Technology-based company AnaBio has been going from strength to strength, developing microscopic capsules to protect food ingredients, animal feeds and therapeutics. Claire O’Connell caught up with founder and CEO Dr Sinéad B Doherty, who recently scooped awards from Ignite at University College Cork (UCC) and Junior Chamber International Cork.
You could say Doherty has had a busy few months. Last November, she officially launched her company AnaBio Technologies. Eight months later, the company has a clutch of product patents and an array of Irish and international food industry clients lining up to make use of its encapsulation technology to protect ingredients that could bring health benefits. Plus Doherty has been scooping awards along the way.
When we speak she is in Germany meeting customers and showcasing the company’s technology, which she originally worked on as part of her PhD in Teagasc and UCC. She spun out the company in 2011 and generated a working base at Teagasc, Moorepark in Fermoy. By late 2012, Doherty had operations in place, she officially launched the company, and this year she has been scaling up production.
AnaBio Technologies’ encapsulation approach looks to protect sensitive ingredients in food, animal feeds and therapeutics, explains Doherty. “At the moment there’s huge pressure on food companies to stabilise sensitive and functional compounds, like flavours and probiotics, in their products,” she says. “So we make small capsules to give those sensitive ingredients a stable little micro-environment, which means they can last longer on the shelf and they are protected as they pass through parts of the digestive system.”
Adding value with capsules
In practice, the company’s platform technology takes relatively cheap biological materials from milk and milk byproducts, seaweed, citrus fruit, rice or peas and uses them to manufacture the capsule structures.

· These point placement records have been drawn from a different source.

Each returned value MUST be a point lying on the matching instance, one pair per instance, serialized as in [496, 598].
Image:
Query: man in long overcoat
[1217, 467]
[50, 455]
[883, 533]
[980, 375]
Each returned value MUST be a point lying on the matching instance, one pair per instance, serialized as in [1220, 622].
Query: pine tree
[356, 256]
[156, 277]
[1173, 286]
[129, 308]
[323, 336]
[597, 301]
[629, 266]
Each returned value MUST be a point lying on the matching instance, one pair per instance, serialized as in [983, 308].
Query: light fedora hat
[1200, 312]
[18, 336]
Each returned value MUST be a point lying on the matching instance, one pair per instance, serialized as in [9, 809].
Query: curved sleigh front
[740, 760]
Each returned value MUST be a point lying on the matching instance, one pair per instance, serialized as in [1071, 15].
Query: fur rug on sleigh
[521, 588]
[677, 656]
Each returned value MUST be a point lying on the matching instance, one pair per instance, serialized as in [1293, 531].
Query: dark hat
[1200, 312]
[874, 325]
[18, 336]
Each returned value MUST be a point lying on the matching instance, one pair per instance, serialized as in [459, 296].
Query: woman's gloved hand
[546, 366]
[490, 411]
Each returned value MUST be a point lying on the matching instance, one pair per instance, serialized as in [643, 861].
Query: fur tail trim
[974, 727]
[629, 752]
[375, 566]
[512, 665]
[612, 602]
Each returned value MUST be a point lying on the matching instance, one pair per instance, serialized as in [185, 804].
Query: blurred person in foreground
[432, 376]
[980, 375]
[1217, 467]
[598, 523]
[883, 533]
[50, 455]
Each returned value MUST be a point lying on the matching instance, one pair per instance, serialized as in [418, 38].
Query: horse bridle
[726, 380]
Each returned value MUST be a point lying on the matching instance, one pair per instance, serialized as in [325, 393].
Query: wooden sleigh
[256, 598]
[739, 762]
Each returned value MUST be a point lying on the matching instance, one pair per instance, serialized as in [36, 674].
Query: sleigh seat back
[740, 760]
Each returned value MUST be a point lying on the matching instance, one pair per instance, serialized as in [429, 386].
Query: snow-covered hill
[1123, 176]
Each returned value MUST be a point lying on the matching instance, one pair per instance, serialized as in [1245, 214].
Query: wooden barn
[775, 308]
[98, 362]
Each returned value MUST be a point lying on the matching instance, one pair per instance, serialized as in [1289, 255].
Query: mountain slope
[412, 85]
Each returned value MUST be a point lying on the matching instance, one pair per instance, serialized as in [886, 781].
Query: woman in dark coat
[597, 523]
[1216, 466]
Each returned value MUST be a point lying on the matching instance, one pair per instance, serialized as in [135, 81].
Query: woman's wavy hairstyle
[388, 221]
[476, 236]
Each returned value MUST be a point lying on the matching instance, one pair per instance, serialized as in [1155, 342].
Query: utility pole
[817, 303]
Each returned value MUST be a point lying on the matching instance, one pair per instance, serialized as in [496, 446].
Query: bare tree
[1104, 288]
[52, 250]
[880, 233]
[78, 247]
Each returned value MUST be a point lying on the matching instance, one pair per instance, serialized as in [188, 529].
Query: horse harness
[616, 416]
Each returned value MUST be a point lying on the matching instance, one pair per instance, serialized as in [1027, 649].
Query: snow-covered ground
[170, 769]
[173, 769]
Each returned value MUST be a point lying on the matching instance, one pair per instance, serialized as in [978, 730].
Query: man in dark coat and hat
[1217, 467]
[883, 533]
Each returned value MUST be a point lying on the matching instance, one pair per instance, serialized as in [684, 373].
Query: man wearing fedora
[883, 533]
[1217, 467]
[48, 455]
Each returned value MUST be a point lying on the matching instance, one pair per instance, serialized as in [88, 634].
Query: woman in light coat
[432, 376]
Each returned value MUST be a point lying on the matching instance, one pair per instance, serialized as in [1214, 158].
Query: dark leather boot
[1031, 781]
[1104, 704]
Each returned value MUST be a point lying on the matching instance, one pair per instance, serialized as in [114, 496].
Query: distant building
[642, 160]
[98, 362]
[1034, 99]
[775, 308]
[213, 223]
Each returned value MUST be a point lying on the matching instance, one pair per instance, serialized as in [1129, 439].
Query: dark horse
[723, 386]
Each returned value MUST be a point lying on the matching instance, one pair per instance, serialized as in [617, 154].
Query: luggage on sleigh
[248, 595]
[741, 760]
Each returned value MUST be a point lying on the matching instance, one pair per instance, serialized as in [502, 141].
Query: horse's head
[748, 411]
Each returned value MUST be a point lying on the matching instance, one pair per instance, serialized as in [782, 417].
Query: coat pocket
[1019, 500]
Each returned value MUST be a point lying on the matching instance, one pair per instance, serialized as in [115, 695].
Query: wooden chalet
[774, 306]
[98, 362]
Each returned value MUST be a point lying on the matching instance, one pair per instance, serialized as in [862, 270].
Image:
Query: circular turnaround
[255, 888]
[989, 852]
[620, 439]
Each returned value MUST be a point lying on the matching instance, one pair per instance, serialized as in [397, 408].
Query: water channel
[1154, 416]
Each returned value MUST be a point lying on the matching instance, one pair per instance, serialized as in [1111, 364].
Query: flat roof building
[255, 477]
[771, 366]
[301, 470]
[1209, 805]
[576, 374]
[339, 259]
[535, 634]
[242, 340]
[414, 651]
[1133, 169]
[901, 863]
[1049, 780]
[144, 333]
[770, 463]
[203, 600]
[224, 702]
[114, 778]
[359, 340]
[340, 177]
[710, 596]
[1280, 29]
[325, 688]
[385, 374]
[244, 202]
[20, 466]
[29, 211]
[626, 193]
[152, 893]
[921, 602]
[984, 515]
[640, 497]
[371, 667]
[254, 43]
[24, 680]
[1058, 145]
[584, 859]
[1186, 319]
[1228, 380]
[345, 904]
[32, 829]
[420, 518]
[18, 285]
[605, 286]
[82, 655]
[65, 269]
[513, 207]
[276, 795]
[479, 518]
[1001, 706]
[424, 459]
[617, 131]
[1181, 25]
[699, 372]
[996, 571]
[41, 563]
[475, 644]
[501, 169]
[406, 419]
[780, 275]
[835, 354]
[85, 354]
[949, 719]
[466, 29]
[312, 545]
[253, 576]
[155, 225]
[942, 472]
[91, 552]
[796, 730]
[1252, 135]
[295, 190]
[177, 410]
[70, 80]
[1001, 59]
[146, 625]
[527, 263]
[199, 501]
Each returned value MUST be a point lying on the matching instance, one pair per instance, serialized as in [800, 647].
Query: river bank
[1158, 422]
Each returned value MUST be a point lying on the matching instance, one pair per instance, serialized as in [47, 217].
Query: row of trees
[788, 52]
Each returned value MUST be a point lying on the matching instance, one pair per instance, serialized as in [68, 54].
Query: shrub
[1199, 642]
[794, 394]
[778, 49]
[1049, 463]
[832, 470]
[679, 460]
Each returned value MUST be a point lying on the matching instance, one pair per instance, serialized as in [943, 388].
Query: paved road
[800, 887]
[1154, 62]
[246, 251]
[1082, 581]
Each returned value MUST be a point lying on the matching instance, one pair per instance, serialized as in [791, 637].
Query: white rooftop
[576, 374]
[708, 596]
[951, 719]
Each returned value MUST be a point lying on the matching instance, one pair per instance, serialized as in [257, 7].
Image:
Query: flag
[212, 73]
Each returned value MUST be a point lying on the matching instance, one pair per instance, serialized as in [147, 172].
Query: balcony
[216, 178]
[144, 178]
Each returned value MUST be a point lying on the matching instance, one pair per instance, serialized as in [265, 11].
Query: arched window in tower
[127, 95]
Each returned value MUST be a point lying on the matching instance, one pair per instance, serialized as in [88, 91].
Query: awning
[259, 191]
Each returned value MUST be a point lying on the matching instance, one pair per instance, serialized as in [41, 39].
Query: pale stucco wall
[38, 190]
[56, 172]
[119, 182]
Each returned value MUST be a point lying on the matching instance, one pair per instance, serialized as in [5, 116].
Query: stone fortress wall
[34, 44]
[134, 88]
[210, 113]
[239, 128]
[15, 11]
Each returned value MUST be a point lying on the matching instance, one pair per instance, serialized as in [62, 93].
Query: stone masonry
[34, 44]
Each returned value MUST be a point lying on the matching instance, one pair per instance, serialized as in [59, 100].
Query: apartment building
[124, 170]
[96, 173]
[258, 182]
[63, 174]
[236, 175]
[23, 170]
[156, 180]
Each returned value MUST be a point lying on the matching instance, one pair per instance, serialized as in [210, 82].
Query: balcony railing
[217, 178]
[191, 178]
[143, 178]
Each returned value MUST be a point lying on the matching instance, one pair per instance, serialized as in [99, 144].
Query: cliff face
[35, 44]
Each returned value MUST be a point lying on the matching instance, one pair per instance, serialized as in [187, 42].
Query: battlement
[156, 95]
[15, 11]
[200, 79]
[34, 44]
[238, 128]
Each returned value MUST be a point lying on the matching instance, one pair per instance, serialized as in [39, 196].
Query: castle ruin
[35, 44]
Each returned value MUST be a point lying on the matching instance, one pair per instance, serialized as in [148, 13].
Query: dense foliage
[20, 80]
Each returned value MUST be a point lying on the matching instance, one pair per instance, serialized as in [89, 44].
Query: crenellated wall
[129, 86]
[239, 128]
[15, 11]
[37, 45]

Lab and preclinical tests show that the capsules keep their cargo shielded, meaning that functional ingredients can get to where they need to go in the intestine, according to Doherty, citing probiotics as an example. “Probiotics are not in themselves extremely expensive, but they won’t work if they don’t get to the right place in the body,” she says. “If they can survive then they become a value-added product – so we are basically using these capsules to add value to a customer’s product and deliver a health benefit.”
The company now has labs in Dublin and Moorepark, and Doherty acknowledges the support of Enterprise Ireland in connecting her with potential customers. And AnaBio has caught the attention of several clients in Ireland and overseas, getting its patented technologies around ingredients such as bioactives and probiotics and working in the areas of infant formula, food supplements, functional foods and animal feeds, explains Doherty. “We develop the technology to solve a problem for a customer using encapsulation technology,” she says. “Then once the process is fully optimised for commercial production the technology can possibly be transferred to the customer.”
New directions
The company is charging ahead in new directions, too, looking at vaccine delivery and investing in human trials of the capsules in sports nutrition and food supplements. “It’s all moving very quickly,” says Doherty, whose success has not gone unnoticed. Last month, AnaBio was awarded the Bank of Ireland/IGNITE Business of the Year 2013, and earlier this month Doherty was named as an Outstanding Young Person of the Year by the Junior Chamber International (JCI) Cork.